---excerpted from Travels in the History of Architecture
Mycenae isn’t exactly Greek, but was always thought so, and thus from an early stage efforts were under way to tie it culturally to later Greek institutions, artistic forms and stories. Nineteenth-century excavators never deciphered Linear b, the Mycenaean script, a non-Greek alphabet for a proto-Greek language. But so strong was their wish to link their discoveries to the weightiest written remains of Greek civilization that they named the most magnificent burials that they found after Agamemnon and Clytemnestra, whom they knew from tragedy and epic.

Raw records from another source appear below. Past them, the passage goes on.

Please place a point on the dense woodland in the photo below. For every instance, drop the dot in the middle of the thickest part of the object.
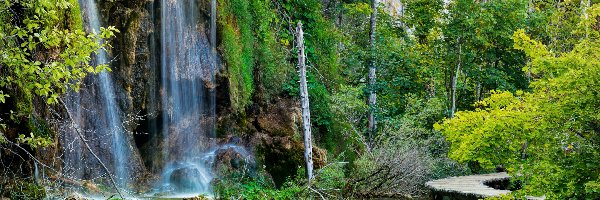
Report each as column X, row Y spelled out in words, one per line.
column 401, row 92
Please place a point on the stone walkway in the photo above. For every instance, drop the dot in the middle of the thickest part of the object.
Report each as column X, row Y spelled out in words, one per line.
column 470, row 185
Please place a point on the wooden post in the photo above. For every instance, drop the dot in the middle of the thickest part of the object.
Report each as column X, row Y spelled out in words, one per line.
column 305, row 102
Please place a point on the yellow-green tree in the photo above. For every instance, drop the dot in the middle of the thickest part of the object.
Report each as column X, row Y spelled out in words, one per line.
column 547, row 138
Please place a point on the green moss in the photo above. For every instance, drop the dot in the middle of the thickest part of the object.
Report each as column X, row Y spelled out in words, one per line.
column 237, row 46
column 74, row 15
column 22, row 189
column 39, row 127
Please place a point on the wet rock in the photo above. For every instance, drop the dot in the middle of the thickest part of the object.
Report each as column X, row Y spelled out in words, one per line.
column 234, row 159
column 186, row 179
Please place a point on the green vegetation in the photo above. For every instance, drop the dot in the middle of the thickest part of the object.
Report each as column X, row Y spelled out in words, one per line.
column 521, row 104
column 463, row 87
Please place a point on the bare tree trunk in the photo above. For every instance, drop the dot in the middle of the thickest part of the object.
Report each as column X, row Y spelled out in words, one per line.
column 478, row 88
column 372, row 76
column 87, row 146
column 454, row 80
column 213, row 23
column 305, row 103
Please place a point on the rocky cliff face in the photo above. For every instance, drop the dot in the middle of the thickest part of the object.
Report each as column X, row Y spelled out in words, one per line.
column 269, row 131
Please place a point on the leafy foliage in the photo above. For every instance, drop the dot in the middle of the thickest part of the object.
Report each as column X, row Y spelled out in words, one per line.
column 548, row 137
column 44, row 52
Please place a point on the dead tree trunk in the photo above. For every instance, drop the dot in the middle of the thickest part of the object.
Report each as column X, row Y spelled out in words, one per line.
column 372, row 76
column 454, row 80
column 305, row 103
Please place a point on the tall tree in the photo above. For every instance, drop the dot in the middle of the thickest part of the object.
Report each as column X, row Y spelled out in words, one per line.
column 305, row 103
column 372, row 70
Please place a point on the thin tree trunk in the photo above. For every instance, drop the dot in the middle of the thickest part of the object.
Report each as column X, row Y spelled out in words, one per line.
column 478, row 88
column 372, row 76
column 454, row 80
column 87, row 146
column 305, row 103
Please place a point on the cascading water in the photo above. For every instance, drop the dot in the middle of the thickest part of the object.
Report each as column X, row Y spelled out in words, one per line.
column 188, row 62
column 97, row 116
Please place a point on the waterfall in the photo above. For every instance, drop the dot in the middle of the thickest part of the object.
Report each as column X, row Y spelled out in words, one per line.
column 97, row 115
column 188, row 62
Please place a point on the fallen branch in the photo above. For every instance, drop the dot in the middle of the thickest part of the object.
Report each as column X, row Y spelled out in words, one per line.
column 87, row 146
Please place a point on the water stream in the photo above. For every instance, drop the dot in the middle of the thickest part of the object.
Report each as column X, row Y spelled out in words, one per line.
column 188, row 62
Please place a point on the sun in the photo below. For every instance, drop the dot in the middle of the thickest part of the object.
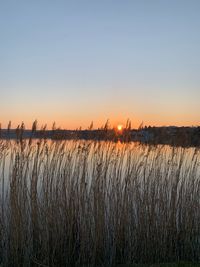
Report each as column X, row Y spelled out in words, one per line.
column 119, row 127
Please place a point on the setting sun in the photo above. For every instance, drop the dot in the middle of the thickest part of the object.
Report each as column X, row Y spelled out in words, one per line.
column 119, row 127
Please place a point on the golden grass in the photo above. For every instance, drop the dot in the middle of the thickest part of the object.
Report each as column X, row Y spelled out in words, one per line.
column 79, row 203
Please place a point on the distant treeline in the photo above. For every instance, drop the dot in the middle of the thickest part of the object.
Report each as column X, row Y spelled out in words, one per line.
column 172, row 135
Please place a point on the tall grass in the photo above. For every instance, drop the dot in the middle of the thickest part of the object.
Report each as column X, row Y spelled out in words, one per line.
column 78, row 203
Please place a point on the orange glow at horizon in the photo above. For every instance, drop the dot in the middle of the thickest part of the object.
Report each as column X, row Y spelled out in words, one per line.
column 119, row 127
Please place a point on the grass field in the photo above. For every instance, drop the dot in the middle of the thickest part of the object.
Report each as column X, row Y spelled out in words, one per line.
column 81, row 203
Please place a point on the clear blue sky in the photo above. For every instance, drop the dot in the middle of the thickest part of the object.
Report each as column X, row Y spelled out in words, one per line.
column 78, row 61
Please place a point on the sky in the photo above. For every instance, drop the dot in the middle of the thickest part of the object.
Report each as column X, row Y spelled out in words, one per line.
column 74, row 62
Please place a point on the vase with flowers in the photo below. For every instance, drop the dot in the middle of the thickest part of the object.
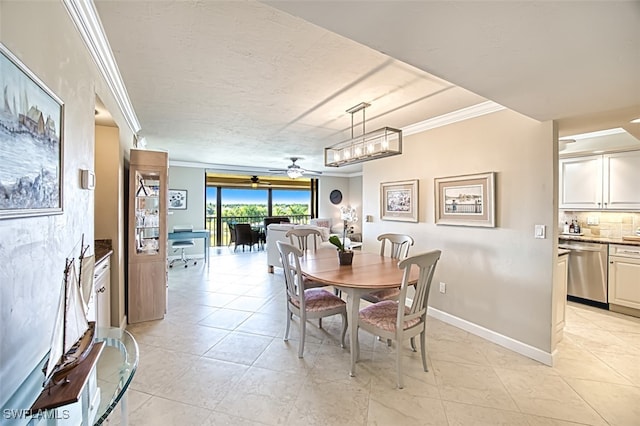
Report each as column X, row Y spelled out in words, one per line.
column 348, row 215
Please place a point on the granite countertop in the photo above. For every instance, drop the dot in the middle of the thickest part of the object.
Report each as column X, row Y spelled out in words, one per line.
column 598, row 239
column 103, row 249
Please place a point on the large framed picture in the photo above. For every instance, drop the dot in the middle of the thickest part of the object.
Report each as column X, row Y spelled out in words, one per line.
column 399, row 200
column 466, row 200
column 178, row 199
column 31, row 120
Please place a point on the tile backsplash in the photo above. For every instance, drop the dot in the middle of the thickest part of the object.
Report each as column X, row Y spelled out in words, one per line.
column 601, row 223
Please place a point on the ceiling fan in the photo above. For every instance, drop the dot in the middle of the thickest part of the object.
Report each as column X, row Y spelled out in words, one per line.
column 295, row 171
column 255, row 181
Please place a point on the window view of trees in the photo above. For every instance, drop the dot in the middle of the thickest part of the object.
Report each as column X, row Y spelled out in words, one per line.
column 251, row 205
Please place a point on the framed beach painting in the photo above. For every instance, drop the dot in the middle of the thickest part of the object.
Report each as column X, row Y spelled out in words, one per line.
column 31, row 120
column 466, row 200
column 399, row 200
column 178, row 199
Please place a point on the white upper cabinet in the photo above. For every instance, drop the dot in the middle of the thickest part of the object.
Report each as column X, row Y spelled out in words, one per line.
column 621, row 188
column 607, row 181
column 581, row 182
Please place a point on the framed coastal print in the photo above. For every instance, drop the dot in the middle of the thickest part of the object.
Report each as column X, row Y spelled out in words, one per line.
column 178, row 199
column 31, row 120
column 399, row 200
column 466, row 200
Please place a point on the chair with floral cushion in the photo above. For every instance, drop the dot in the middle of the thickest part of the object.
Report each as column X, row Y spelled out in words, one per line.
column 394, row 319
column 306, row 303
column 300, row 238
column 399, row 245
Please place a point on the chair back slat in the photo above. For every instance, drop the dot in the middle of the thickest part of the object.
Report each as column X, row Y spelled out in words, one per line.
column 290, row 257
column 300, row 237
column 399, row 245
column 426, row 262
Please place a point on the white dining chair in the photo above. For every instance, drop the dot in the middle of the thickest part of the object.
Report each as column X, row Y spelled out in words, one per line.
column 399, row 245
column 395, row 320
column 307, row 303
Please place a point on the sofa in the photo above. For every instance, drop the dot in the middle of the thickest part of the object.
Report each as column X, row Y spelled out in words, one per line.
column 277, row 232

This habit of linking the legendary past with specific places and objects was nothing new. The ancient Greeks themselves were always doing it, and Pausanias, travelling round in the second century ad, was shown Helen’s bath, Patroklos’ breastplate and Hippodameia’s bed. Temples by his time resembled museums in collecting together works of high art and objects of historical or superstitious significance. Experienced observers like Pausanias were already discriminating among these categories and rejecting certain relics after sceptical inspection. In fact, Herodotus had shown the way six hundred years earlier.
Pausanias pays a kind of lip service to Mycenae, but it does not detain him long. Nowadays the landscape dominates the view, and the stone city is dwarfed by the stony place it sits in. Today different grey-green tones and yellow flowers impress the visitor, but this place was originally devised for a more violent existence. Even now the most entertaining elements are defences, like the secret passage through the walls to a hidden cistern, the maw that made Henry Miller think of snakes and which he balked at entering. There are, of course, more refined examples of masonry at Mycenae, like the beautifully tailored clefts running between sheer walls to the entrances of tholos tombs.
But the most powerful and meaningful Mycenaean constructions are the ruder Cyclopean walls, originally finished in their upper reaches with sun-dried bricks. Here we gauge best the distance between Greece and
Egypt: Greece from the start a conflict-ridden world, Egypt saved by geography and a unified state from large outlay on the fortification of every settlement. There is one other built form besides walls and gates to note at Mycenae because it portends so much for the future – the megaron, a large room sitting behind its columned court, framed by a porch and vestibule like its sacred descendants. From this unlikely source springs the greatest Greek contribution to the history of architecture, the Doric temple.